Portrait Gallery’s ‘The Face of Battle’


There is a tragic impermanence to artwork about war. For each immortal painting like “Guernica” or “The Third of May 1808” (Picasso and Goya, respectively), there are thousands of depictions of warfare that are lost to time.

War is highly political, narratively paradoxical and destructive, and its depictions in art can be easily forgotten, muddled or even suppressed over the course of a generation.

While lasting artworks and movements are frequently born from the surrounding conditions of war — German Expressionism and Dada come to mind — the works that survive these periods are usually not the ones that address their history so directly. Rather, they are the images that evoke feelings and kindle aesthetic interest in a broader and more abstract sense. I would argue that artists like Egon Schiele and Käthe Kollwitz are not truly remembered for their political controversies; they are remembered because the images they created are bold, stirring and visually contagious.

Art historians do not shy away from politics and complexity, but it is safe to say that their long-term interests are the lives of artists and the history of objects. These are histories that are in many ways ideologically antithetical to war. War is physically destructive, and art is the pursuit of relatively permanent material creation. They happen around each other, but rarely in the same place.

Art speaks for its time, but it is imbued with a thirst for immortality. The Cubist painter Georges Braque articulated this best, having lived and worked through two world wars. “A painting is not a shapshot,” he said. “This does not mean that the painter is not influenced, concerned and more by history; he can suffer without being militant. Only let us distinguish, categorically, between art and current affairs.”

All this makes the depiction of warfare in art an unlikely candidate to survive through history. So how would we even begin to deal through art with the ongoing U.S. conflict in the Middle East, a series of wars spanning 15 years and counting that have turned into an existential cultural condition?

The National Portrait Gallery is boldly attempting to assert a presence for art in response to these wars with a gesture that is both simple and inspired: focus on the soldiers, supplanting political commentary with a beautiful exploration of unlikely and often unsettling humanity.

On view through Jan. 28, 2018, “The Face of Battle: Americans at War, 9/11 to Now” suffuses the specific atmosphere of 21st century U.S. military conflict with the broad-ranging ambition of fine art to depict human conditions and emotions.

The exhibition title is drawn from John Keegan’s classic military history, which reorients our view of war from questions of strategy and tactics to its personal and individual toll.
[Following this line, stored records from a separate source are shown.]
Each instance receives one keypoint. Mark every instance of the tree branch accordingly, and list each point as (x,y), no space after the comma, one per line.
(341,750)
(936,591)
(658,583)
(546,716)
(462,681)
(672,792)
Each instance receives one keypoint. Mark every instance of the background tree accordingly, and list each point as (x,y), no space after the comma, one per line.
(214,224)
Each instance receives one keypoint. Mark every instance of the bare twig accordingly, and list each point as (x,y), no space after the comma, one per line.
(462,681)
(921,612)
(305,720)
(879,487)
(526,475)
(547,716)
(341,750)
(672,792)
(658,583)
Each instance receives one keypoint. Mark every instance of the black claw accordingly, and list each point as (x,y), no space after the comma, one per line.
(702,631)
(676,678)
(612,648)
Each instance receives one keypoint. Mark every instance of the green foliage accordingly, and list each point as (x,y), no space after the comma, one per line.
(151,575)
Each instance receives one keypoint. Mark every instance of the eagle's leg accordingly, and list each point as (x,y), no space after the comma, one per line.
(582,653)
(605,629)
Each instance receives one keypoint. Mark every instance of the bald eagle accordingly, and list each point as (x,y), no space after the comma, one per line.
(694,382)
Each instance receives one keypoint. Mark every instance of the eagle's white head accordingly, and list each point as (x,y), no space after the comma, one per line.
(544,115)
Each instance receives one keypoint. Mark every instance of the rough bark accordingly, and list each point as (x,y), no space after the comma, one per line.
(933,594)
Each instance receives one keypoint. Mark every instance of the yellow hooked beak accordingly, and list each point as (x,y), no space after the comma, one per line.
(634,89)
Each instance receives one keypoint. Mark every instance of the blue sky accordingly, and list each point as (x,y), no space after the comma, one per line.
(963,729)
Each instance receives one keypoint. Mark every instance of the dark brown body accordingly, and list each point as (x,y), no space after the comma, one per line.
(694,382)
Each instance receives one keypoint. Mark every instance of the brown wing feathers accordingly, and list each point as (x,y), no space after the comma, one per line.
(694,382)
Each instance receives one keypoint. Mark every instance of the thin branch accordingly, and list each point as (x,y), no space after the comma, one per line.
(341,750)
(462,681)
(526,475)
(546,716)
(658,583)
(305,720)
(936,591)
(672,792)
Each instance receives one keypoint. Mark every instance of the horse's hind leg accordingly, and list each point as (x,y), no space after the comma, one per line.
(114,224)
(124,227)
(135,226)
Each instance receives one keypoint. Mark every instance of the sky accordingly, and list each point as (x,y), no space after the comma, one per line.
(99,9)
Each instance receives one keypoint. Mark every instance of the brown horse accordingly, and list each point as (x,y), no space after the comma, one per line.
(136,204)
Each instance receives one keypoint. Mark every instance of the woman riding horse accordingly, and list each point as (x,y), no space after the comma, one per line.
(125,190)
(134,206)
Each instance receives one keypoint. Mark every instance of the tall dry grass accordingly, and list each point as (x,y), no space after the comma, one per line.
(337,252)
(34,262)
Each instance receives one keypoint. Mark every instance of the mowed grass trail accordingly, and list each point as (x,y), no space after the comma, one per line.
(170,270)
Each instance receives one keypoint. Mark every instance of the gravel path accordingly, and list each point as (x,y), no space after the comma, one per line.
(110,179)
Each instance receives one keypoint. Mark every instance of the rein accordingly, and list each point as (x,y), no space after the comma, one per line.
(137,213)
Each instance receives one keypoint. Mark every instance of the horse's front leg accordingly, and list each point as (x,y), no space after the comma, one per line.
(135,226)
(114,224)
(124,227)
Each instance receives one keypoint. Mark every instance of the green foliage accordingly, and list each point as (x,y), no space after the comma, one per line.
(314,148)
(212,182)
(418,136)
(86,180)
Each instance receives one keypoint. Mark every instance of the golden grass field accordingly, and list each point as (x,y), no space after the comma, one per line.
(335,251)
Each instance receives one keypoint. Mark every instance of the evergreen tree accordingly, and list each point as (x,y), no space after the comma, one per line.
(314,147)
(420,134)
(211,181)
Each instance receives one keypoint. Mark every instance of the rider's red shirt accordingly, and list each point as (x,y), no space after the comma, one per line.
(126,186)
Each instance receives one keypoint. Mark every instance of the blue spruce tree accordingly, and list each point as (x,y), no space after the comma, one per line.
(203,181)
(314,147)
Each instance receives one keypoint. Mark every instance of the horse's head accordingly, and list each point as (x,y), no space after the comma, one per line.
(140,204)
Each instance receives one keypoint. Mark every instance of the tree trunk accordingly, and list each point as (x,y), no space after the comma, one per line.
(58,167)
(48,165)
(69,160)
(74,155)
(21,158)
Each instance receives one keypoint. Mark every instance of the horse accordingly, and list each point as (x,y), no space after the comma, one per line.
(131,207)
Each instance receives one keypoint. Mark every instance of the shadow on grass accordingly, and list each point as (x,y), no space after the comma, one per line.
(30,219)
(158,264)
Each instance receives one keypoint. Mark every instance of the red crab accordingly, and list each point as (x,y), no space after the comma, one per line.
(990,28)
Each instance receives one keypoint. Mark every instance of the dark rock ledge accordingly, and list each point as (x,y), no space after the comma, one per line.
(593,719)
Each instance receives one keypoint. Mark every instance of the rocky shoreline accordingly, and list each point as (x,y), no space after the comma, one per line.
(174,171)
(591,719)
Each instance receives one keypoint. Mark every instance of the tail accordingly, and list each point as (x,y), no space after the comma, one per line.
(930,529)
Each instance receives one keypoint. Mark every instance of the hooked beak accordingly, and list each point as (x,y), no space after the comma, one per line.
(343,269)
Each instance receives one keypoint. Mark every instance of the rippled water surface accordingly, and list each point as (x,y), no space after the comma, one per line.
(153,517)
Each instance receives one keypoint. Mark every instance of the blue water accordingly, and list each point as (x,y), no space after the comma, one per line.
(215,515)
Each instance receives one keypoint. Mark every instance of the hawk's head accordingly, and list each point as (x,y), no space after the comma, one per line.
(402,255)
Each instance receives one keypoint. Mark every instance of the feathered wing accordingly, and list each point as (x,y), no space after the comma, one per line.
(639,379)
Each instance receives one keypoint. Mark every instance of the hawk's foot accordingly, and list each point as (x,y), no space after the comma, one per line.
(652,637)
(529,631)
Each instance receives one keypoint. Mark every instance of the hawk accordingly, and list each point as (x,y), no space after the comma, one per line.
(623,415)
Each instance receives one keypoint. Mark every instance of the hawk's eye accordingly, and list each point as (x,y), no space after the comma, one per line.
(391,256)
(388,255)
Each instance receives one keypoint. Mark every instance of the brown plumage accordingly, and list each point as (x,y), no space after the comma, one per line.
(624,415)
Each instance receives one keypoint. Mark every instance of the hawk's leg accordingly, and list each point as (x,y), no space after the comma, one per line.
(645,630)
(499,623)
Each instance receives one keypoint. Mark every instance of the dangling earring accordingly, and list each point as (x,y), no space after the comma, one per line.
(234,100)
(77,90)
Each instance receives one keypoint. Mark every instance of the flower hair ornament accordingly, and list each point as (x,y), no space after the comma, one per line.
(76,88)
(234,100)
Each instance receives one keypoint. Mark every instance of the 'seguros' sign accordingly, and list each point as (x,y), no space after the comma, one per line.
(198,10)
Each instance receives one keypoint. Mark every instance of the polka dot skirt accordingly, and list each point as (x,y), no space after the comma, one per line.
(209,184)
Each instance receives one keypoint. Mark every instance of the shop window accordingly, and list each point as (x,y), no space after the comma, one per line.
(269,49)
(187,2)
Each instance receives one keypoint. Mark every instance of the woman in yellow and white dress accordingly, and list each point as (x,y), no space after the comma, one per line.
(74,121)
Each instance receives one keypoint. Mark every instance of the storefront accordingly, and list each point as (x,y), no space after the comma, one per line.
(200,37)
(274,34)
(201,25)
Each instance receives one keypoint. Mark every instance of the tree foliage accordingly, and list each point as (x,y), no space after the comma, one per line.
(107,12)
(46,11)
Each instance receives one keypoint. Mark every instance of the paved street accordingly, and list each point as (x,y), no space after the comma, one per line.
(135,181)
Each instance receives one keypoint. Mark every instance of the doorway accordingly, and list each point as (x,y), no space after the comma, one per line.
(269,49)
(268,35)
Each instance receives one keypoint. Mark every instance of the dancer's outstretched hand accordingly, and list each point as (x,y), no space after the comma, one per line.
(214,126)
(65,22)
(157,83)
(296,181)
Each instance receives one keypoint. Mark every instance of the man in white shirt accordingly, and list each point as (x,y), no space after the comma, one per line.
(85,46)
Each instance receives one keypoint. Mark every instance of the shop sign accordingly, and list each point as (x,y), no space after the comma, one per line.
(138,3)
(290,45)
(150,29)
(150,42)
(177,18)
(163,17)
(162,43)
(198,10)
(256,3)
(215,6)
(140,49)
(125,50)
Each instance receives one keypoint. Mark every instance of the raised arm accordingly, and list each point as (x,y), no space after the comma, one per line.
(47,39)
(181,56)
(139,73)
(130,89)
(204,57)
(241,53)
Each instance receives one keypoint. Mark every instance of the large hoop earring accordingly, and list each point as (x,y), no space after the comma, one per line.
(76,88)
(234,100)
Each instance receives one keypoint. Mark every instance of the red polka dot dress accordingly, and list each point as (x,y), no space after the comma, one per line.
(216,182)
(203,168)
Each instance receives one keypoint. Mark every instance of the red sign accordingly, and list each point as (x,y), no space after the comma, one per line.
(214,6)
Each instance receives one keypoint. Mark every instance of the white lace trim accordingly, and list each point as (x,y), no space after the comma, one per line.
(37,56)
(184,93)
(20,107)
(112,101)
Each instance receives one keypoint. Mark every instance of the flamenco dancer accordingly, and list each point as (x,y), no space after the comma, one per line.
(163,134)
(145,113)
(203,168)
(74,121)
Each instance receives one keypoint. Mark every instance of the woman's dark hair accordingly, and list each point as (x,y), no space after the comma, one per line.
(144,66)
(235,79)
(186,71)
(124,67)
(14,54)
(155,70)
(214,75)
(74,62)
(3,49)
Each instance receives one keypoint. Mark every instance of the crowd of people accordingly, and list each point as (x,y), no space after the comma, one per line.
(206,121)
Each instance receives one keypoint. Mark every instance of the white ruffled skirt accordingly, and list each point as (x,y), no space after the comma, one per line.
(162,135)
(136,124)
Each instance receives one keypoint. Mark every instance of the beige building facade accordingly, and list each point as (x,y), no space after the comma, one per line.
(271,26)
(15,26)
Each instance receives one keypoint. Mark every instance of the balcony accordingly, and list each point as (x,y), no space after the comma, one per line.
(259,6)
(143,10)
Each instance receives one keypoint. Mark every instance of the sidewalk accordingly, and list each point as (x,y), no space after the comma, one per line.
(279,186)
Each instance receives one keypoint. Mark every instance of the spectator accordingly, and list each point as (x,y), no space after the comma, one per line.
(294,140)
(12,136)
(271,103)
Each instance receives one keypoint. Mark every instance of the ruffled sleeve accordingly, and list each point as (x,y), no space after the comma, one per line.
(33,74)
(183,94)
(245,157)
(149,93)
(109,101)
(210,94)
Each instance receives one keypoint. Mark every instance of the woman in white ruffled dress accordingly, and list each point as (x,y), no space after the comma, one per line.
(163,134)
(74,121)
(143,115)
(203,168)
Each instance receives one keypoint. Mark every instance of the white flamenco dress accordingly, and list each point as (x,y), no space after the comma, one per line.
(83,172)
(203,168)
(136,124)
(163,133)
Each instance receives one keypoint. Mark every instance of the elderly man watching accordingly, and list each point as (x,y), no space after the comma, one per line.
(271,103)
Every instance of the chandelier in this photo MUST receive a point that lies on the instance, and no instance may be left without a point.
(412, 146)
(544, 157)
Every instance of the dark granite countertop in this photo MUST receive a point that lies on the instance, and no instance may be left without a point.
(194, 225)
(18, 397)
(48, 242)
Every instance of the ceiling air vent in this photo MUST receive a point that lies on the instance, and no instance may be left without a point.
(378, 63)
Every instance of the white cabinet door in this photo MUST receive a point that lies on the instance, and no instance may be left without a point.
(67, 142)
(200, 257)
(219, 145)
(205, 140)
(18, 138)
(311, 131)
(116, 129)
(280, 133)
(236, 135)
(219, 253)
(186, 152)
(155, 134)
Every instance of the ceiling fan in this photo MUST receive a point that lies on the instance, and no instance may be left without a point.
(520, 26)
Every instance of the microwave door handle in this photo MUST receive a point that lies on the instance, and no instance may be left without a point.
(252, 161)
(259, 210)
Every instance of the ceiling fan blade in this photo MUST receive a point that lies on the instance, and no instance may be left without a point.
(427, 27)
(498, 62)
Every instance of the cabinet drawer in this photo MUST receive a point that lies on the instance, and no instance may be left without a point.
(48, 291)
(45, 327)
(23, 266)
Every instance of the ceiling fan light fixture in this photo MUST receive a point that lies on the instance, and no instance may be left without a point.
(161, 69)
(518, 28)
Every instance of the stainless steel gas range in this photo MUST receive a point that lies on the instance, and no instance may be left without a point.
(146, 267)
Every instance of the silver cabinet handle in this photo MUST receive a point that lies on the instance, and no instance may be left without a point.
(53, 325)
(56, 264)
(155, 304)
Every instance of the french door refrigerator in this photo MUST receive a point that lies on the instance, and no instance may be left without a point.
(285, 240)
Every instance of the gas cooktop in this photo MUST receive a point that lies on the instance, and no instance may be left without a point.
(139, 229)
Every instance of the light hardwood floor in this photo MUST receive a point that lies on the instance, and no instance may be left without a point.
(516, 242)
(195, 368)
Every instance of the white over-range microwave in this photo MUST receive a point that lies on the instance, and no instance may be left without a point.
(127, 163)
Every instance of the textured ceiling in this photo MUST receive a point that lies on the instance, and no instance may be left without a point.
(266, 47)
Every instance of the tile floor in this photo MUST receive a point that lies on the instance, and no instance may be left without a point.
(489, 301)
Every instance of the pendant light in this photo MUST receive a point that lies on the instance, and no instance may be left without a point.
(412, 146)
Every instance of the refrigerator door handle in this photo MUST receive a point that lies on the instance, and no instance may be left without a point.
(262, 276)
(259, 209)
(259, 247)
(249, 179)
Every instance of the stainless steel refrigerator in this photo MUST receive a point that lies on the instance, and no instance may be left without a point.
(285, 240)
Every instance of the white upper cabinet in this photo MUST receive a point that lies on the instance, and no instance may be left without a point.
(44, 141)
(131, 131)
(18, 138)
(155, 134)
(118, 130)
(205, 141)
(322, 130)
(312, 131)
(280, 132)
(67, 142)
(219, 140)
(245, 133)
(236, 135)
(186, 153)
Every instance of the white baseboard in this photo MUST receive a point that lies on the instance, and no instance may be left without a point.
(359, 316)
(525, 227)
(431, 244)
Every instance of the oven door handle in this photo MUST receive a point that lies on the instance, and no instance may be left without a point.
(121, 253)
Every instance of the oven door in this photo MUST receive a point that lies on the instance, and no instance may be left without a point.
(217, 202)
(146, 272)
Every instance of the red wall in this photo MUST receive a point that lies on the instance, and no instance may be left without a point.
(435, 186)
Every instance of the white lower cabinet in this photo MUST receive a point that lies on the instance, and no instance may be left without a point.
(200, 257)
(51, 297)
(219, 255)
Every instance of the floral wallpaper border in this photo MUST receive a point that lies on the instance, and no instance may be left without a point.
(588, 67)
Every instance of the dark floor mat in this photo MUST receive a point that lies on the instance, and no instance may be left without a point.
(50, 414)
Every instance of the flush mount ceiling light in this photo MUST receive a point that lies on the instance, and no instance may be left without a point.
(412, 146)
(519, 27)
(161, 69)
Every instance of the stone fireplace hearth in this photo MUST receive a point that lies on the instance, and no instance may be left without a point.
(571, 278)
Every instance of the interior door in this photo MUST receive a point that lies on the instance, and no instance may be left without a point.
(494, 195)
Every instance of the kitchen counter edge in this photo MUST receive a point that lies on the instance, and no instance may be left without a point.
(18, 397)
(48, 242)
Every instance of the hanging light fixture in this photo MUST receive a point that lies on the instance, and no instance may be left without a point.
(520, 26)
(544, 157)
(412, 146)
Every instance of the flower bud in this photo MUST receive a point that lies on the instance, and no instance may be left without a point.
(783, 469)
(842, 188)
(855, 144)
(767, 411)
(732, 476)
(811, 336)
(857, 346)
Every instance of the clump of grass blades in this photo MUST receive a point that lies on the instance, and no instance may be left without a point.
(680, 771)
It features work by six artists, ranging from photojournalists to veteran and active-duty soldiers and civilian artists, driven to respond to these wars through their work.

The most recognized name is Tim Hetherington, the acclaimed photojournalist and documentarian who was killed while covering the insurgency in Libya in 2011. As a photographer and a reporter, he became specifically interested in the study and depiction of masculinity in all its aspects, from the tenderness between comrades to the brutal aggression of the battlefield, turning his camera lens on the conflict in Afghanistan in 2007 and 2008. In 2010, he made a harrowing, Academy Award-nominated documentary, “Restrepo,” where he spent a deployment filming the daily lives of Marines fighting the Taliban in a remote outpost of Afghanistan’s Korengal Valley.

The photographs include his 2007 World Press Photo of the Year, depicting an exhausted American soldier leaning against a wall with his eyes covered. Among other things, his work shows the profound exhaustion of soldiers on the front lines, illuminating their resilience, fear and mutual support in ways that will stay with you long after you leave the gallery.

Louie Palu’s formally beautiful portraits of soldiers in Afghanistan — close-cropped faces in black-and-white, all dirt, dust, sweat, shadows and penetrating gazes — take on a deeply spiritual quality. They bring each individual soldier into focus while transcending any singular experience.

Ashley Gilbertson focuses on lives lost, photographing the bedrooms of combat soldiers left behind. This is a difficult gallery to spend time in, confronting these haunting elegies — intimate, ghostly museums of young lives cut off in midstride.

Vincent Valdez paints and draws his experiences, honoring the internal conflicts of the soldier caught between a sense of duty and the personal struggles of warfare. His video “Home” is a memorial to a fallen fellow soldier who suffered from PTSD and took his life in December of 2009. A flag-draped coffin with no pallbearers floats past scenes of small town rural America: train tracks, boarded-up storefronts, supermarkets and churches, all empty shells of what he left behind.

Exhibitions like this are difficult but necessary; artists and audiences have a duty to confront things beyond themselves. Through “The Face of Battle,” these artists allow us — whether we call ourselves soldiers, artists, civilians or citizens — a window into the greatest conflict of our time, transcending any transient political climate.